The Complete Guide to Building Stunning UI with Codex — Stop Letting AI Default to Generic SaaS Templates

Ask AI to build a landing page. Here’s what comes back: light purple background, rounded cards in a neat grid, Inter font, big centered headline reading “Welcome to [Product Name].”

It’s not broken. It’s responsive, the buttons work, everything runs. But staring at it, there’s only one thought: “This isn’t what I wanted.”

And then the more embarrassing realization — “what I wanted” was never actually specified. The prompt said “make me a nice website” and left everything else to the model’s imagination.

Emanuele Di Pietro recently shared a comprehensive guide to frontend development with GPT-5.4 on X, drawing from OpenAI’s official frontend design guide. The biggest takeaway isn’t a technique — it’s a wake-up call. This article isn’t really about GPT. It’s about how to be a good design PM. And these principles aren’t limited to Codex — they apply to any AI coding agent.

AI’s Scrambled Eggs Problem

Why do AI-generated websites all look like long-lost siblings?

The answer is surprisingly simple. When the prompt is underspecified, the model does something completely reasonable: it falls back to the highest-frequency patterns in its training data. And what has it seen millions of times? GitHub’s endless SaaS starter templates — rounded cards, pastel colors, system fonts, side-by-side hero layouts.

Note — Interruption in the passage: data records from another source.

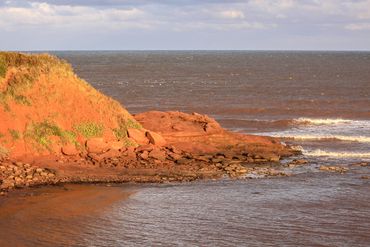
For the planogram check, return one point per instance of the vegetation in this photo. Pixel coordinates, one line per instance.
(128, 143)
(3, 66)
(28, 68)
(89, 129)
(123, 125)
(3, 151)
(40, 134)
(15, 134)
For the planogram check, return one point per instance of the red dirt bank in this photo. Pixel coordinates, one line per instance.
(55, 128)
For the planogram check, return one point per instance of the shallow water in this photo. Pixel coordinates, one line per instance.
(302, 97)
(319, 101)
(311, 209)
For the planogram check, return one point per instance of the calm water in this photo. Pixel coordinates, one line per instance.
(317, 101)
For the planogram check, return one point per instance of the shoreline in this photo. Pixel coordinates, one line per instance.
(174, 146)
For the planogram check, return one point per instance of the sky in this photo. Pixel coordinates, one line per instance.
(184, 25)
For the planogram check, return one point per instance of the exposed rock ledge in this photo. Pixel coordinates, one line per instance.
(173, 146)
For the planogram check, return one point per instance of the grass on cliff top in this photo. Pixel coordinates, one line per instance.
(27, 69)
(123, 125)
(3, 151)
(40, 134)
(89, 129)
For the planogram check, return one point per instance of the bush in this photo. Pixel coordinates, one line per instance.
(89, 129)
(15, 134)
(123, 125)
(40, 134)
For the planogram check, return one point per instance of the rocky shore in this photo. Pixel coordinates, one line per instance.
(170, 154)
(56, 128)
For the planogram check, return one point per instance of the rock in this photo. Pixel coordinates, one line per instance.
(157, 154)
(144, 155)
(112, 153)
(148, 147)
(175, 156)
(274, 158)
(116, 145)
(182, 161)
(96, 145)
(155, 138)
(70, 150)
(138, 136)
(130, 153)
(333, 169)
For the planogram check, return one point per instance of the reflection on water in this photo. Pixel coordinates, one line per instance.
(247, 91)
(314, 209)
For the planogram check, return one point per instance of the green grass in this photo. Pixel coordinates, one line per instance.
(124, 124)
(40, 133)
(15, 134)
(28, 70)
(3, 66)
(3, 151)
(89, 129)
(129, 143)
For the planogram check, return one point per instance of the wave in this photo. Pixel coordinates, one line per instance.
(322, 121)
(363, 139)
(322, 153)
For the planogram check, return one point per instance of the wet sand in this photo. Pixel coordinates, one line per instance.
(47, 215)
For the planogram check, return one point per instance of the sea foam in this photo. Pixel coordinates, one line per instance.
(333, 154)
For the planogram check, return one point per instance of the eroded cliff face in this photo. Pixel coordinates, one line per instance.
(56, 128)
(45, 106)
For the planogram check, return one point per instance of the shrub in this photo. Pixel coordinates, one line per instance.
(3, 66)
(15, 134)
(123, 125)
(89, 129)
(3, 151)
(40, 134)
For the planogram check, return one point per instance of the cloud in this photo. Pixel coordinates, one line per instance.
(269, 20)
(358, 26)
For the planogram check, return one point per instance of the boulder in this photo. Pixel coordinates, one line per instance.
(138, 136)
(70, 150)
(96, 145)
(157, 154)
(116, 145)
(148, 147)
(155, 138)
(144, 155)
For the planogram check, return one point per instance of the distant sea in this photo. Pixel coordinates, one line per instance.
(319, 102)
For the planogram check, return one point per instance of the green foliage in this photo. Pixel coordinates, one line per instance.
(28, 70)
(3, 67)
(132, 124)
(40, 134)
(123, 125)
(89, 129)
(15, 134)
(3, 151)
(128, 143)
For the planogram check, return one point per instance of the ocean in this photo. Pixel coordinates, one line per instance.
(318, 102)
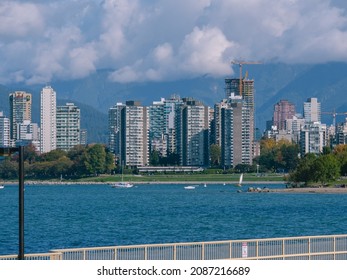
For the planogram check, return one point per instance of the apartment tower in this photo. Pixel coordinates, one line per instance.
(134, 150)
(283, 111)
(20, 111)
(192, 139)
(68, 119)
(48, 131)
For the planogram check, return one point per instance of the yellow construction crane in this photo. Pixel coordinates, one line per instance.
(240, 63)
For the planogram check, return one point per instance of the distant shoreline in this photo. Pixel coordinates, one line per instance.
(149, 183)
(326, 190)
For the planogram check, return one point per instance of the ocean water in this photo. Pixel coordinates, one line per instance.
(73, 216)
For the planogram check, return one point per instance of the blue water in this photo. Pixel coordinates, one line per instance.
(73, 216)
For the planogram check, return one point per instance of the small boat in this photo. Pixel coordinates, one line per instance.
(122, 185)
(189, 187)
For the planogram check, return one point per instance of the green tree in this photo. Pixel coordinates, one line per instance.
(53, 155)
(325, 168)
(303, 171)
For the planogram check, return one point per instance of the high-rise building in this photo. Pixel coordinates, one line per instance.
(162, 131)
(232, 89)
(157, 127)
(236, 141)
(114, 128)
(68, 118)
(283, 111)
(28, 133)
(48, 130)
(312, 138)
(216, 131)
(192, 139)
(312, 110)
(20, 110)
(4, 131)
(134, 150)
(83, 136)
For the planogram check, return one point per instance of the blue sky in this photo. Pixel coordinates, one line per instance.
(162, 40)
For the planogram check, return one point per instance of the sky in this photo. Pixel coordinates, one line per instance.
(161, 40)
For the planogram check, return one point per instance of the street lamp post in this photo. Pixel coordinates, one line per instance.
(8, 152)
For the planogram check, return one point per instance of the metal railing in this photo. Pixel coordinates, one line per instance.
(331, 247)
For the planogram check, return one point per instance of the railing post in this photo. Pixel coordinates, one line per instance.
(334, 247)
(21, 203)
(283, 250)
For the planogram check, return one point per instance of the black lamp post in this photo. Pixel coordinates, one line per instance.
(8, 152)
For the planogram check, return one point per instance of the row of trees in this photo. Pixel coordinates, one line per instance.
(80, 161)
(324, 168)
(92, 160)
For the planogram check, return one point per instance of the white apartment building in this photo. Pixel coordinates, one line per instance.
(4, 131)
(236, 142)
(312, 110)
(134, 135)
(312, 138)
(48, 133)
(68, 119)
(192, 140)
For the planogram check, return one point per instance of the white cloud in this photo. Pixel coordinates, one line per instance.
(163, 39)
(19, 20)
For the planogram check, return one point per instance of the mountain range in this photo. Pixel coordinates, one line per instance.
(273, 81)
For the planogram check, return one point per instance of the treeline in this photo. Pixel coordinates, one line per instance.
(284, 156)
(81, 161)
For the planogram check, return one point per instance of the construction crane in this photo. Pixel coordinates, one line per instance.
(334, 114)
(240, 63)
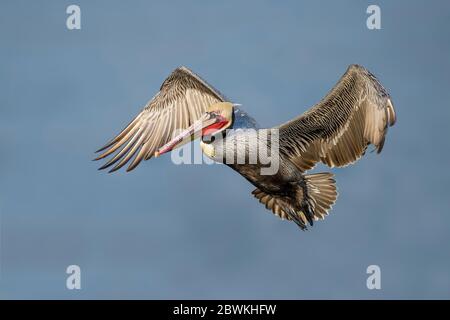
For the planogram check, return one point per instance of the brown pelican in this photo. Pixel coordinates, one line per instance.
(336, 131)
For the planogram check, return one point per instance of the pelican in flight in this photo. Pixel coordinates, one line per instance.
(336, 131)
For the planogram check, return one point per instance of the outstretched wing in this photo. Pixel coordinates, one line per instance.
(182, 99)
(337, 130)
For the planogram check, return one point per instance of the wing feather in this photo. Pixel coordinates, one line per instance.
(337, 130)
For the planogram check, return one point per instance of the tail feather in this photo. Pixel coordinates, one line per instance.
(312, 201)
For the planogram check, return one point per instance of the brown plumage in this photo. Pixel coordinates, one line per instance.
(336, 131)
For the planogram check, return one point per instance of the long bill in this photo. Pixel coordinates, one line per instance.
(198, 128)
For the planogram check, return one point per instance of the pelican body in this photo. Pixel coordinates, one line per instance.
(337, 131)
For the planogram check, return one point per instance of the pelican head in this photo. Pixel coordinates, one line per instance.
(217, 118)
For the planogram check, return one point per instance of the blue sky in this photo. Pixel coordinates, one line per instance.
(166, 231)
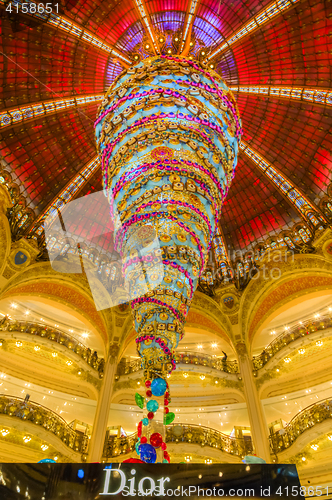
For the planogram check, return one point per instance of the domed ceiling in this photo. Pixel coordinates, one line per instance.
(275, 56)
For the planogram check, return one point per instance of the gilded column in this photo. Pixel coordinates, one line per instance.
(258, 425)
(96, 444)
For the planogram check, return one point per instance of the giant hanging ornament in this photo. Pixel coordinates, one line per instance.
(167, 133)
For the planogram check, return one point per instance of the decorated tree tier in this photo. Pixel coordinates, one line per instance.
(167, 133)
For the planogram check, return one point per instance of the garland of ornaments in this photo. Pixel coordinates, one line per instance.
(167, 133)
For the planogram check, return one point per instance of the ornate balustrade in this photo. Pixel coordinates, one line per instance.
(56, 335)
(179, 433)
(304, 420)
(126, 367)
(44, 417)
(308, 327)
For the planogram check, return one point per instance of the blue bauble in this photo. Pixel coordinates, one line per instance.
(148, 453)
(152, 405)
(158, 387)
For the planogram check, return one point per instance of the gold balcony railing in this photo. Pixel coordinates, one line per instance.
(308, 327)
(44, 417)
(304, 420)
(186, 358)
(181, 433)
(56, 335)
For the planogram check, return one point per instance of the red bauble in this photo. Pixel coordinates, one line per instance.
(133, 461)
(156, 439)
(139, 429)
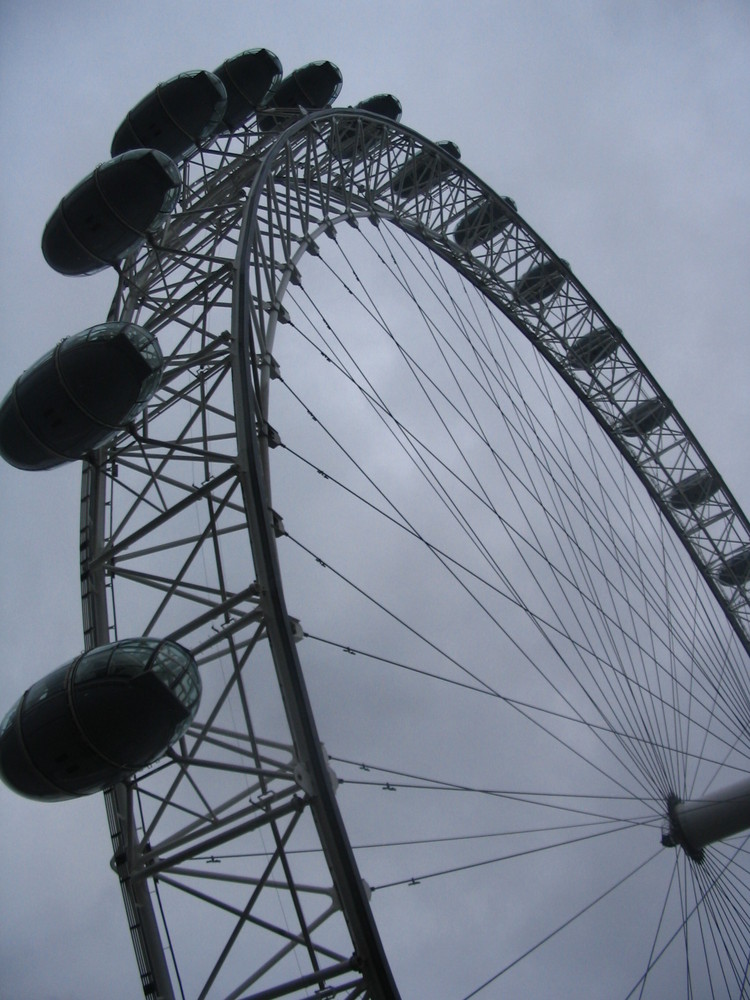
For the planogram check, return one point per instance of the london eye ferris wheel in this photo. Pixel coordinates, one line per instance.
(466, 603)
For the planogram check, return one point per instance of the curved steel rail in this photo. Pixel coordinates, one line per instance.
(339, 166)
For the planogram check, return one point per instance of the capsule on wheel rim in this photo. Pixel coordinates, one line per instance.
(109, 213)
(350, 138)
(250, 78)
(425, 170)
(643, 418)
(541, 281)
(98, 719)
(176, 118)
(483, 222)
(79, 395)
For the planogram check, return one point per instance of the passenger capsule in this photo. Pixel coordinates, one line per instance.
(311, 88)
(483, 223)
(693, 490)
(76, 397)
(540, 281)
(736, 568)
(175, 118)
(108, 215)
(249, 79)
(354, 137)
(98, 719)
(592, 348)
(424, 170)
(643, 418)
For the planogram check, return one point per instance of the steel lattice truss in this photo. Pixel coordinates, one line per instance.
(165, 546)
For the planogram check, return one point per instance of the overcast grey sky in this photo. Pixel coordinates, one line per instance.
(621, 129)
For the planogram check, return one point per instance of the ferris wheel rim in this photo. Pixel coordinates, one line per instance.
(280, 143)
(720, 550)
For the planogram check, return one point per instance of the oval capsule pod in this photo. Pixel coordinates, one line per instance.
(643, 418)
(693, 490)
(76, 397)
(98, 719)
(423, 171)
(540, 281)
(355, 137)
(592, 348)
(482, 223)
(736, 568)
(176, 117)
(249, 79)
(108, 215)
(311, 88)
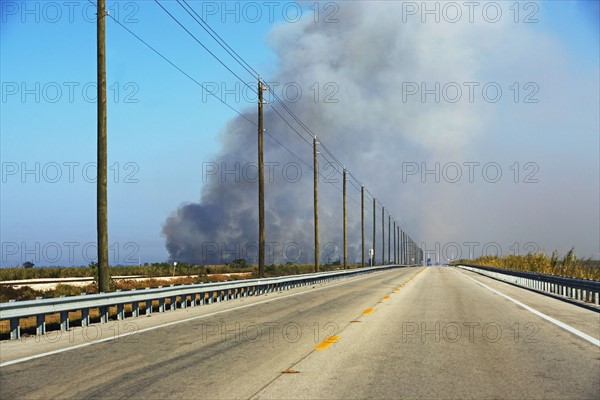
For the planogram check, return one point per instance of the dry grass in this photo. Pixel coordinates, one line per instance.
(569, 266)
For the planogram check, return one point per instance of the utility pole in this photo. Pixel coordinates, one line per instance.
(362, 222)
(389, 238)
(345, 223)
(395, 245)
(382, 235)
(261, 185)
(374, 230)
(102, 157)
(316, 200)
(402, 259)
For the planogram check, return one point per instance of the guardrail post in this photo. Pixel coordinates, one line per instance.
(15, 329)
(85, 317)
(40, 324)
(64, 321)
(103, 314)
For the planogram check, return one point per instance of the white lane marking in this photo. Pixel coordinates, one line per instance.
(556, 322)
(49, 353)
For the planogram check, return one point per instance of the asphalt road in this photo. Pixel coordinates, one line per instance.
(409, 333)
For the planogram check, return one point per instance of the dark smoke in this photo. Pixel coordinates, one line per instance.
(367, 55)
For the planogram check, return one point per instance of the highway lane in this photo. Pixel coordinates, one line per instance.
(229, 355)
(410, 333)
(447, 337)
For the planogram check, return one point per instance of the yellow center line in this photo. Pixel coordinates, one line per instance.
(327, 342)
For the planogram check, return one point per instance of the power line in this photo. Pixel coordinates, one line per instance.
(179, 69)
(203, 46)
(220, 40)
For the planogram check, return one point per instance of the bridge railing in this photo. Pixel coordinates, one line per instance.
(178, 296)
(577, 289)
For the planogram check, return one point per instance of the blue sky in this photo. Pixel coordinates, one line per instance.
(162, 127)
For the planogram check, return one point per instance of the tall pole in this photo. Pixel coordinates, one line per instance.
(382, 235)
(402, 259)
(389, 238)
(261, 185)
(374, 231)
(395, 245)
(316, 201)
(345, 225)
(362, 222)
(101, 182)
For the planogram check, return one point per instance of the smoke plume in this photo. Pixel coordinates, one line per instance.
(368, 55)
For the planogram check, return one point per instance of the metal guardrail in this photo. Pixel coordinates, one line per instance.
(180, 295)
(572, 288)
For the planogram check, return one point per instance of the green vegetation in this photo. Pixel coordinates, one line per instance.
(186, 274)
(569, 266)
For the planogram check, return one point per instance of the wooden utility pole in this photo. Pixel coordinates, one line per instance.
(382, 235)
(261, 185)
(395, 245)
(374, 231)
(316, 200)
(345, 223)
(362, 222)
(102, 158)
(389, 238)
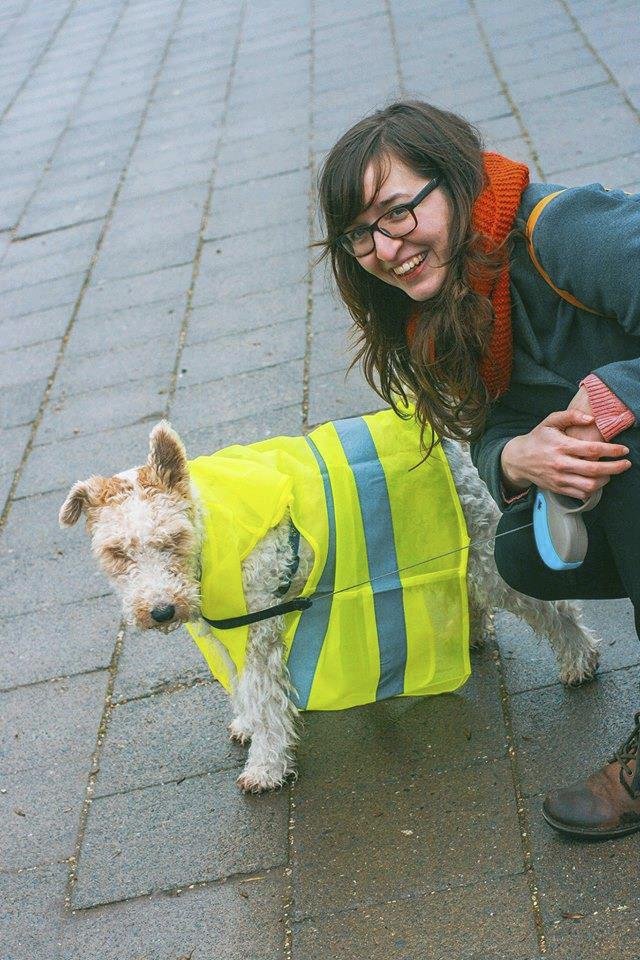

It’s like walking into a restaurant and telling the chef “just make something good.” No chef is going to serve molecular gastronomy to that order. They’ll make scrambled eggs — the safest, most crowd-pleasing response to a vague request.

GPT-5.4 genuinely leveled up in frontend capability — native image understanding, Playwright for self-verifying renders, even mood board generation. But capability doesn’t automatically produce taste. The vaguer the brief, the more generic the output. The model isn’t lacking cooking skills — nobody placed an order.

Mogu twists the knife:

This “statistical fallback” phenomenon explains a puzzle many people have: why does AI clearly “understand” design principles but produce things with zero personality? Because knowing and doing are different skills. Ask GPT what makes good design, and it’ll write you an essay. Tell it to “make a website” and it jumps straight to the highest-frequency pattern — like asking a Michelin-starred chef “just cook something” and getting instant noodles. Understanding isn’t the bottleneck; direction is. (⁠◍⁠•⁠ᴗ⁠•⁠◍⁠)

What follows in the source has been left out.